AJ : Quels gâteaux faites-vous l’hiver ?

Hélène Odou : L’hiver, je travaille la poire et la pomme, dont on a des variétés toute l’année, mais aussi la mandarine ou des saveurs qui sont disponibles toute l’année : la pistache, les fruits secs, le caramel, la vanille. Il y a aussi les goûts propres à l’hiver, comme la cannelle ou le caramel au beurre salé, réconfortants quand il fait froid.
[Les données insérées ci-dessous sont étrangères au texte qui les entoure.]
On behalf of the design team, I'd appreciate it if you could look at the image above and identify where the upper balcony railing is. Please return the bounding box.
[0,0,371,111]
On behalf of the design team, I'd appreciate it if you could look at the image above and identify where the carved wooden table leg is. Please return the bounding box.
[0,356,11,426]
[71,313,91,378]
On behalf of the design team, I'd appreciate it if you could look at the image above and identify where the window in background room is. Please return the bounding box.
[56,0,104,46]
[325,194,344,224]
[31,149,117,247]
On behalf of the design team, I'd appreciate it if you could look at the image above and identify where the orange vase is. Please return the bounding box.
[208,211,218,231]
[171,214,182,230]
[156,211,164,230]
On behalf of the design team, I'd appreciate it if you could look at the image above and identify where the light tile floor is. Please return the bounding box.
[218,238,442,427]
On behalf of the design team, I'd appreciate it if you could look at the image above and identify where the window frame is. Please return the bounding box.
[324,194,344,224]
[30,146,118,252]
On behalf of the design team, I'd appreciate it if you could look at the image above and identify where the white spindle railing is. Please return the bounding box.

Pour les plus audacieux, on ose le potiron qui se travaille très bien en pâtisserie. Pour moi, un bon gâteau marie les textures. Je n’aime pas les pâtisseries lisses. J’effectue un travail sur le goût, les saveurs, les textures. Si vous mélangez du cake, de la compotée, des fruits en morceaux, vous avez différentes textures. J’apporte cette recherche gustative au cake design. Mes bestsellers : un gâteau fruits exotiques, banane et citron vert et une adaptation du Royal au chocolat, contenant une ganache montée au chocolat au lait produit dans une des meilleures maisons belges, avec un croustillant praliné feuillantine remonté d’une pointe de sel.
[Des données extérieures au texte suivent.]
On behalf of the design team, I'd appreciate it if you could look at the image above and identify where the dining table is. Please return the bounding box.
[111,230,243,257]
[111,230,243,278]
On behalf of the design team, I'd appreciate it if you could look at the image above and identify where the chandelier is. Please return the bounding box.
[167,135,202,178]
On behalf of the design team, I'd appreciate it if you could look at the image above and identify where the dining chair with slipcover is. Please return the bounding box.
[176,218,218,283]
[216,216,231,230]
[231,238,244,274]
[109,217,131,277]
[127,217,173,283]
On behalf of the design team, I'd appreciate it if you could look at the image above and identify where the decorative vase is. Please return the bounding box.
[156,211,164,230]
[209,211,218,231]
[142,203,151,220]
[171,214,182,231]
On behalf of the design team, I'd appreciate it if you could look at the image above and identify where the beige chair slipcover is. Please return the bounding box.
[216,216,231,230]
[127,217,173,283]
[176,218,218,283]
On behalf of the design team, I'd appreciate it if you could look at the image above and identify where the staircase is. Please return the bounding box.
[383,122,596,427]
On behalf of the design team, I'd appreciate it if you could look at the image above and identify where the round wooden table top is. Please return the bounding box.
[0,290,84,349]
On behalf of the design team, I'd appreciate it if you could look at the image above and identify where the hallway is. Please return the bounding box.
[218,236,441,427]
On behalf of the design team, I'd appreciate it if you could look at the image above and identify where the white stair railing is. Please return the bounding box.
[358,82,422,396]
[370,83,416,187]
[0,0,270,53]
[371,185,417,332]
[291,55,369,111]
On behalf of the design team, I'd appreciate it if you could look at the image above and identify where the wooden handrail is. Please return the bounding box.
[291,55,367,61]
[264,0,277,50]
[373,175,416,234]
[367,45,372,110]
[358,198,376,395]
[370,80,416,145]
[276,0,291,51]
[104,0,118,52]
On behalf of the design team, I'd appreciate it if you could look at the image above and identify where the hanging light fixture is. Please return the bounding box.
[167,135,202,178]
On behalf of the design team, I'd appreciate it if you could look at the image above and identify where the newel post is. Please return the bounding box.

AJ : Comment les clients réagissent-ils à votre proposition ?

Hélène Odou : Quand j’ai commencé il y a un an, j’avais des commandes de gâteau au Nutella ou à la framboise en décembre. J’en ai de moins en moins. J’en déduis que les gens qui viennent vers moi sont alignés avec mes valeurs entrepreneuriales. Cela me rassure de voir que mon projet a du sens pour mes clients. La pâtisserie vegan se développe et compte plusieurs enseignes à Paris.

AJ : Vous êtes finaliste du concours « Créatrices d’avenir » dans la catégorie « prix du public ». Qu’est-ce que cela représente pour vous ?

Hélène Odou : C’est une opportunité de mettre en lumière mon entreprise et ma démarche inhabituelle. Nous sommes tous informés des problèmes que pose notre rapport à l’alimentation. Nous savons que les ressources ne sont pas infinies, que nous devons faire attention à la planète et nous engager dans une démarche éthique et écologique. Je veux porter mon projet le plus loin possible et montrer que la pâtisserie éthique existe, même en cake design.